Introduction
LaunchDarkly’s new AI Configs (in Early Access) now support bringing your own model. This capability unlocks more flexibility than ever before for supporting fine-tuned models, or even running your own models on local hardware.
In this post, we’ll compare two open source models (DeepSeek-R1 and Alibaba’s Qwen) using Ollama and LaunchDarkly AI configs.
Prerequisites
- A developer environment with Python and pip installed. (I’m using Python 3.12 and I’d recommend 3.6 or newer).
- A computer with at least 16gb RAM.
- Ideally, a fast internet connection; otherwise downloading models might take awhile.
Locally running LLMs: why and how
Running LLMs on your own hardware has a few advantages over using cloud-provided models:
- Enhanced data privacy. You are in control and can be confident you’re not leaking data to a model provider.
- Accessibility. Locally running models work without an internet connection.
- Sustainability and reduced costs. Local models take less power to run.
I was intimidated by the idea of running a model locally. Fortunately, tooling and models have come a long way! You don’t need super specialized knowledge, or particularly powerful hardware.
Ollama is an awesome open-source tool we’ll be using to run large language models on local hardware.
Choosing our models
Ultimately, which model to choose is an extremely complex question that depends on your use case, hardware, latency, and accuracy requirements.
Reasoning models are designed to provide more accurate answers to complex tasks such as coding or solving math problems. DeepSeek made a splash releasing their open source R1 reasoning model in January.
The open source DeepSeek models are distillations of the Qwen or Llama models. Distillation is training a smaller, more efficient model to mimic the behavior and knowledge of a larger, more complex model. Let’s pit the distilled version against the original here and see how they stack up.
In this post, we’ll use small versions of these models (deepseek-r1:1.5b and qwen:1.8b) to make this tutorial accessible and fast for those without access to advanced hardware. Feel free to try whatever models best suit your needs as you follow along.
Installing and configuring Ollama
Head to the Ollama download page. Follow the instructions for your operating system of choice.
To install our first model and start it running, type the following command in your terminal:
ollama run deepseek-r1:1.5b
Let’s run a test query to ensure that Ollama can generate results. At the prompt, type a question:
>>> "why is the sky blue?"
</think>
The color of the sky appears blue due to a
combination of factors related to light
refraction and reflection. Here's a
step-by-step explanation:
...
To exit the Ollama prompt, use the /bye command.
Follow the same process to install qwen:1.8b:
ollama run qwen:1.8b
Although you have exited the terminal process, Ollama is still running in the background via a Docker image. That lets us run code that queries the models we’ve downloaded. Next we’ll create a Node.js project that connects with Ollama.
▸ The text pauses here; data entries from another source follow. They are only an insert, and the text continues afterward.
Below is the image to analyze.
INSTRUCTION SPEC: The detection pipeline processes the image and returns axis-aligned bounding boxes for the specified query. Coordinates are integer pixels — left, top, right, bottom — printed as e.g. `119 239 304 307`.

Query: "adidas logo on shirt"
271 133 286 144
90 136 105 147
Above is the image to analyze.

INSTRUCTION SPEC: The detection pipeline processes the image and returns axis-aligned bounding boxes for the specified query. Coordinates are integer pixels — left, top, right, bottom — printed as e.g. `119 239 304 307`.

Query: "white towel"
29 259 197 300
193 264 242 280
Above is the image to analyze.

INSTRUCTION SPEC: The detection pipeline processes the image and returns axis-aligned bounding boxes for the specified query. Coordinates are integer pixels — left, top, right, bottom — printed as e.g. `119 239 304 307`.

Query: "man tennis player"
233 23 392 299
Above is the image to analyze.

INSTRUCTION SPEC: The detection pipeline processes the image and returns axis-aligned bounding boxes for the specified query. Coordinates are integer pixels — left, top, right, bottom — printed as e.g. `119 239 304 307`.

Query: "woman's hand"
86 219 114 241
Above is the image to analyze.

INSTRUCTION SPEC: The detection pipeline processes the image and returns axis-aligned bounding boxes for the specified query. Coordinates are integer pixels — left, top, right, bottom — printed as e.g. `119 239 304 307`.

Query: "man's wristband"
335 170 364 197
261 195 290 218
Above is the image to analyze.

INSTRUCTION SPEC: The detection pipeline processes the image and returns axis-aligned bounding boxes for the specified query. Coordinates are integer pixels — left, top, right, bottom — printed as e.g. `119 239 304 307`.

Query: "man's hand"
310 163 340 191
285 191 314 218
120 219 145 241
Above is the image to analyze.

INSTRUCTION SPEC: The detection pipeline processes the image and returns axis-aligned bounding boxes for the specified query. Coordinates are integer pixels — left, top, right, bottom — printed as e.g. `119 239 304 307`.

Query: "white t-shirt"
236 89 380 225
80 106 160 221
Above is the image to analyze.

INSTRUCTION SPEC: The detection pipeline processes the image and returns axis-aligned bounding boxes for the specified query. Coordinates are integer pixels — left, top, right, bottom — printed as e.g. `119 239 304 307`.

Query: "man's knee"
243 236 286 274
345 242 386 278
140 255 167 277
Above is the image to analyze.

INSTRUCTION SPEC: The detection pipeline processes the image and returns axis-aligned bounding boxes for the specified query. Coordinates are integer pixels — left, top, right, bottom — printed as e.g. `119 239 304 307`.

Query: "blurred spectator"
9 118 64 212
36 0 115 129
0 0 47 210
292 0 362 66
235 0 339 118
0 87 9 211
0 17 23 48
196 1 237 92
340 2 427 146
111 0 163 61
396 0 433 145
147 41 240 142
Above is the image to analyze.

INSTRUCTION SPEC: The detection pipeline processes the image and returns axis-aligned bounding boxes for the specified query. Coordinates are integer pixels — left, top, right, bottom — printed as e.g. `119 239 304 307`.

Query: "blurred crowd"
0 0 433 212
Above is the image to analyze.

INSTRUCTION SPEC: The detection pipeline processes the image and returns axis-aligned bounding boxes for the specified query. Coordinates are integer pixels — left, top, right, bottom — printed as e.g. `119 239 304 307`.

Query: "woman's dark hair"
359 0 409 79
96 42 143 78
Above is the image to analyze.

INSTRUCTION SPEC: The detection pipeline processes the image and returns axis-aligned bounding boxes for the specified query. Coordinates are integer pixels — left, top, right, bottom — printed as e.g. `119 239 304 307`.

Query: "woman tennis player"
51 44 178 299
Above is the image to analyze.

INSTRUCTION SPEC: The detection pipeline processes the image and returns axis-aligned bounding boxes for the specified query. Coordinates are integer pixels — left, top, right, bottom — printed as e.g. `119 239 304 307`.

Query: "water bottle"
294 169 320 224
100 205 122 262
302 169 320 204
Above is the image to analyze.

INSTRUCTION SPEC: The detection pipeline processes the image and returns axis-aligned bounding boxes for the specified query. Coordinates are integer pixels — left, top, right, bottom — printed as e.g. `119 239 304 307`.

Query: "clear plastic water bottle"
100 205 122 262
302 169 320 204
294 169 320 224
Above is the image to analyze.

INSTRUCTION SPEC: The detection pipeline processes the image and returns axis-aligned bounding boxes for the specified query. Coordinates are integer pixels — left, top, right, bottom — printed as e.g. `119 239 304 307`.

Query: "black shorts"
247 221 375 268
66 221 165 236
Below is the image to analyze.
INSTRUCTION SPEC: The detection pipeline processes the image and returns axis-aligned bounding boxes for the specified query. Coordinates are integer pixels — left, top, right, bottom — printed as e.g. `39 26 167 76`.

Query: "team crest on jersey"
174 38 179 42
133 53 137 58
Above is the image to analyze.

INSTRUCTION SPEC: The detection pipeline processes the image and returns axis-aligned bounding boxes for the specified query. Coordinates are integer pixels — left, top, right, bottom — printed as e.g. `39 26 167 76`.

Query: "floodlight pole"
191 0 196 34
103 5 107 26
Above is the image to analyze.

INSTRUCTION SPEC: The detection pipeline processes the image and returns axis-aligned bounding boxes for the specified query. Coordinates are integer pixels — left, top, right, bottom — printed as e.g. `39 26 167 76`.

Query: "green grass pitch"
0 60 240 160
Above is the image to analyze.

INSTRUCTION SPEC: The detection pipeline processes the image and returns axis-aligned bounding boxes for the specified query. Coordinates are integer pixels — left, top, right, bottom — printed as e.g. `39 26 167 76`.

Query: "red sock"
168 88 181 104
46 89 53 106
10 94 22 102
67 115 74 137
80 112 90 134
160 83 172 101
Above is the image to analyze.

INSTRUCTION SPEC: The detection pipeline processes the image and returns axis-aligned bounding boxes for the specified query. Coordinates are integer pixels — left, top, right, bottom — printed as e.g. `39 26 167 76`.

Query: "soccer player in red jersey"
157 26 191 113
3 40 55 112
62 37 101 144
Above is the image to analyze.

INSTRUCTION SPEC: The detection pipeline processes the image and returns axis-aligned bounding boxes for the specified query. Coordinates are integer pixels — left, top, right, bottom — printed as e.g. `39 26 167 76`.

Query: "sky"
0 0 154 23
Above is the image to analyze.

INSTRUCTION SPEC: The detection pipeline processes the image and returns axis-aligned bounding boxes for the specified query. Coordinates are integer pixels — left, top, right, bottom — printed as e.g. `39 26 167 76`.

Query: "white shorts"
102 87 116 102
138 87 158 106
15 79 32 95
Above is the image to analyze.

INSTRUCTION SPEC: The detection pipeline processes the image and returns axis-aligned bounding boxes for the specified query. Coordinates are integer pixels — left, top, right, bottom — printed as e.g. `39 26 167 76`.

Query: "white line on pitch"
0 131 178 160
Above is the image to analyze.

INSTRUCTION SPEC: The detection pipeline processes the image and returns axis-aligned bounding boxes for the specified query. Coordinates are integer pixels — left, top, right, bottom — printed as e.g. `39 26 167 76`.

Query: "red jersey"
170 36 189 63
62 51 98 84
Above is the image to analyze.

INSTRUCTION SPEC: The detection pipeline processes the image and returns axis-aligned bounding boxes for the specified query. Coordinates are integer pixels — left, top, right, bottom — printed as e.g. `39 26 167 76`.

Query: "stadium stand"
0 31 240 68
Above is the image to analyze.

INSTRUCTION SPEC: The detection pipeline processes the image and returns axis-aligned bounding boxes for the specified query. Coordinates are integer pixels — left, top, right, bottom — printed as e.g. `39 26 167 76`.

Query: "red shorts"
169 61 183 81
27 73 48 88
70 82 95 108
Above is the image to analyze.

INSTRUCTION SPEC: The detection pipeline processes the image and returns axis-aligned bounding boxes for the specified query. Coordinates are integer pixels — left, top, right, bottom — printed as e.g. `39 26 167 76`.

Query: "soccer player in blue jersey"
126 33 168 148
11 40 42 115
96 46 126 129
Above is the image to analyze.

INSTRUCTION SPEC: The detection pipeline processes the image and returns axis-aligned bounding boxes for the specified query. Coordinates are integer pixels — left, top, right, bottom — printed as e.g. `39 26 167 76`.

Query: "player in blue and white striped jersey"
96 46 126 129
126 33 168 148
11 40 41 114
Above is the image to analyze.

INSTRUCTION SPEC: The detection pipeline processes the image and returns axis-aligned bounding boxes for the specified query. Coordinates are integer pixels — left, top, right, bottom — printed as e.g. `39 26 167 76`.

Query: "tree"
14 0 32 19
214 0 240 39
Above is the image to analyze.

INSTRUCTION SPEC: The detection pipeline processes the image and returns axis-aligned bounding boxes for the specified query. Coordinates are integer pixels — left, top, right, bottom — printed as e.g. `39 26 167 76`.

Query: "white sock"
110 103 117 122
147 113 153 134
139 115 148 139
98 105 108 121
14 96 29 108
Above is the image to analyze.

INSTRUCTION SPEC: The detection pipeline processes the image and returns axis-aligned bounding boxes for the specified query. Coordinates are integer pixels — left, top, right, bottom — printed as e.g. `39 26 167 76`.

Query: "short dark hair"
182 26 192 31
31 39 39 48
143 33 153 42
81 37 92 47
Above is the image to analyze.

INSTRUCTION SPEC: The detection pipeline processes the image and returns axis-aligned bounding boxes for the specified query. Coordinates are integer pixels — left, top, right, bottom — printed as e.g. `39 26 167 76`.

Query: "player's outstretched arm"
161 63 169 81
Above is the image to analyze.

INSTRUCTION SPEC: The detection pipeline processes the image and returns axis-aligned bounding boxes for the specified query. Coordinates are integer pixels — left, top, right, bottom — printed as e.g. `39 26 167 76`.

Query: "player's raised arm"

Connecting Ollama with a Python project
Run the following commands to set up a new Python project, activate a virtual environment and install dependencies.
mkdir ollama-python
cd ollama-python
python -m venv venv
source venv/bin/activate
pip install ollama launchdarkly-server-sdk-ai dotenv
What are these dependencies and why do we need them?
- ollama lets us run queries against a locally running model.
- launchdarkly-server-sdk-ai lets us read and write AI Config data from LaunchDarkly
- dotenv helps us securely manage our environment variables so we can keep our credentials nice and secure.
Create a new file named main.py. Enter the following code:
import ollama
stream = ollama.chat(
model='deepseek-r1:1.5b',
messages=[{'role': 'user', 'content': 'Why is the sky blue?'}],
stream=True
)
for chunk in stream:
print(chunk['message']['content'], end='', flush=True)
Run this script to verify that local inference is working.
python main.py
You should see terminal output that answers the question:
import ollama from "ollama";
const response = await ollama.chat({
model: "deepseek-r1:1.5b",
messages: [{ role: "user", content: "Why is the sky blue?" }],
});
console.log(response.message.content);
Run this script to verify that local inference is working.
python main.py
You should see terminal output that answers the question:
<think>
</think>
The color of the sky, also known as atmospheric red or violet, is primarily due to a process called Rayleigh scattering.
...
Adding a custom model to LaunchDarkly AI Configs
Head over to the model configuration page on LaunchDarkly app. Click the Add AI Model config button. Fill out the form using the following configuration:
- Name: deepseek-r1:1.5b
- Provider: DeepSeek
- Model ID: deepseek-r1:1.5b
Model ID represents how you intend to refer to the model in your code. Name is how the model will show up in the LaunchDarkly UI. If you are using a model with one of those terribly long gobbledygook names like llama-mama-10-gajillion-u234oiru32-preview-instrukt-latest, giving it a shorter, human readable Name might make your dashboard more legible. In this case, we’re sticking with deepseek-r1:1.5b since it’s relatively short and clear. Click Save.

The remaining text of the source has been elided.